La catastrophe du Grand Bornand : un mois après
Notice
Reportage sur la catastrophe du Grand Bornand qui a eu lieu le 14 juillet 1987. Un camping est emporté par un torrent en crue. L'enquête administrative a conclu à une imprudence mais n'a pas retenu de responsabilités. Il est difficile pour les habitants d'oublier cette tragédie qui a fait 23 morts. Les dégâts sont estimés à 16 millions de francs dans la station. Un mois après les touristes ont déserté la ville.
Éclairage
Le 14 juillet 1987, un très violent orage de montagne provoque une crue détruisant un camping au Grand Bornand (Haute Savoie) avec d'importantes pertes humaines (21 morts, 2 disparus). A la suite de cette catastrophe, les autorités publiques (commune, État) sont mises en cause.

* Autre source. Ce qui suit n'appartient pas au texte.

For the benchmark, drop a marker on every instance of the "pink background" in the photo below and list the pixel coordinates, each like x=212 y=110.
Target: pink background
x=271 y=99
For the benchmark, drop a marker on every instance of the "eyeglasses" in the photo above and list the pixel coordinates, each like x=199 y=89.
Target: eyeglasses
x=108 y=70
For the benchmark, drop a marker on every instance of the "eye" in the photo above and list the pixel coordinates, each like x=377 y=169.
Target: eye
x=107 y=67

La vidéo montre comment, un mois après la catastrophe, s'effectue le « retour à la normale ». Alors qu'il y a eu des tragédies, des morts et d'importants dégâts matériels, la journaliste et les personnes interrogées semblent ne se préoccuper que d'une chose : est-ce que les affaires vont reprendre ? Est-ce que les touristes vont fuir ? Est-ce que l'image du Grand Bornand ne va pas être durablement affectée par cette catastrophe ? On peut voir là une marque d'indifférence des habitants de ce village explicable par le fait que les victimes ont essentiellement été celles du camping, autrement dit des touristes, des étrangers. Mais on peut aussi voir là, comme dans de nombreuses catastrophes, le souhait d'effacer les événements interrompant le « cours normal des choses » (1). La notion « d'effacement » est d'ailleurs très présente dans les commentaires de la journaliste comme si « passer à autre chose », oublier, était une impérieuse nécessité.

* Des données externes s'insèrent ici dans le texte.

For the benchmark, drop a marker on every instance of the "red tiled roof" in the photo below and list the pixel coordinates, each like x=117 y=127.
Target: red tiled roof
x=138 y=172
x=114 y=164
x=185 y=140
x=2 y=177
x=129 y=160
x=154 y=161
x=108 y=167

Ce reportage prend particulièrement sens lorsqu'on le rapproche d'autres vidéos plus directement en prise avec la catastrophe. Celles-ci mettent l'accent sur le caractère inimaginable de cette inondation. Tous les témoignages, surtout ceux des survivants, vont dans ce sens. L'écart soudain entre l'état normal, tel qu'il avait notamment été vécu dans le camping proche de la rivière, et la réalité catastrophique, apparaît incompréhensible. Le plus souvent, c'est la stupéfaction qui prédomine, comme si la catastrophe, malgré son évidente réalité, n'aurait pas dû avoir lieu. L'insistance sur le « retour à la normale », un mois après la catastrophe, s'inscrit dans cette logique puisqu'il est avant tout question d'effacer, sinon de cacher, un événement qui n'a pas sa place sur la « scène humaine » (qui est donc, à proprement parler « ob-scène »). On constate d'ailleurs que cet événement est alors relaté dans des termes très généraux qui lui enlèvent une part de sa réalité.

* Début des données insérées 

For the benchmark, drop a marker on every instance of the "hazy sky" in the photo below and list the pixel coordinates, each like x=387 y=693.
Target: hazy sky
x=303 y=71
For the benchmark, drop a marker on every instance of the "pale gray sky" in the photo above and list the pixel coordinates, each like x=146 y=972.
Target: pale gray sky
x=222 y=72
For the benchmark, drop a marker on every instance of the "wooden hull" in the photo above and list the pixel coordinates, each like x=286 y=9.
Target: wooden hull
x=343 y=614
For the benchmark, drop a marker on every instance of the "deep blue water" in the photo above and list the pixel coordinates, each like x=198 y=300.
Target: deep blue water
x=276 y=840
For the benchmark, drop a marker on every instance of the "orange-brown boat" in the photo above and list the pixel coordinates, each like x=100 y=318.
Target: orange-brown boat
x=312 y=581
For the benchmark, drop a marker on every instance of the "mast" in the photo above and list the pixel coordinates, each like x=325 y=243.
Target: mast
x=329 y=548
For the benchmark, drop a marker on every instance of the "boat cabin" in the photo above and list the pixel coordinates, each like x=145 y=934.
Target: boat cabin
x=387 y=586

Mais ce document montre aussi comment le maire du Grand Bornand, Pierre Pochat-Cottilloux, envisage de traiter la catastrophe. S'il participe au retour à la normale, il refuse toute précipitation. Il souhaite qu'il y ait un temps de deuil et s'aligne sur des pratiques coutumières en préconisant une année de deuil. Cette prise de position peut se comprendre comme une attitude conventionnelle dictée par la situation voire comme une façon de faire preuve de compassion alors que la question des responsabilités va se poser. Mais, on peut aussi voir là comment un élu assume une fonction politique, au sens fort du terme, lorsqu'au moment du « retour à la normale » il rappelle la tragédie et invite ses concitoyens à en porter avec lui le poids le temps d'un deuil.
Avec cette vidéo, on voit que ce qui se joue autour d'une catastrophe ne se réduit pas aux problèmes liés aux pertes humaines, aux dommages matériels et à la question des responsabilités. C'est en effet le statut de l'état normal, interrompu par la catastrophe, qui est interrogé, tout comme la façon dont des élus, peuvent rendre compatibles deux nécessités contradictoires : oublier la catastrophe, avec le « retour à la normale » de façon à ne pas contrarier le développement touristique, sans pour autant en perdre (complétement) la mémoire.
(1) Cette volonté de revenir au plus vite à une situation dite « normale » est assez habituelle. Elle peut être un obstacle à l'examen approfondi des causes des catastrophes et ne favorise pas la constitution d'une mémoire des risques.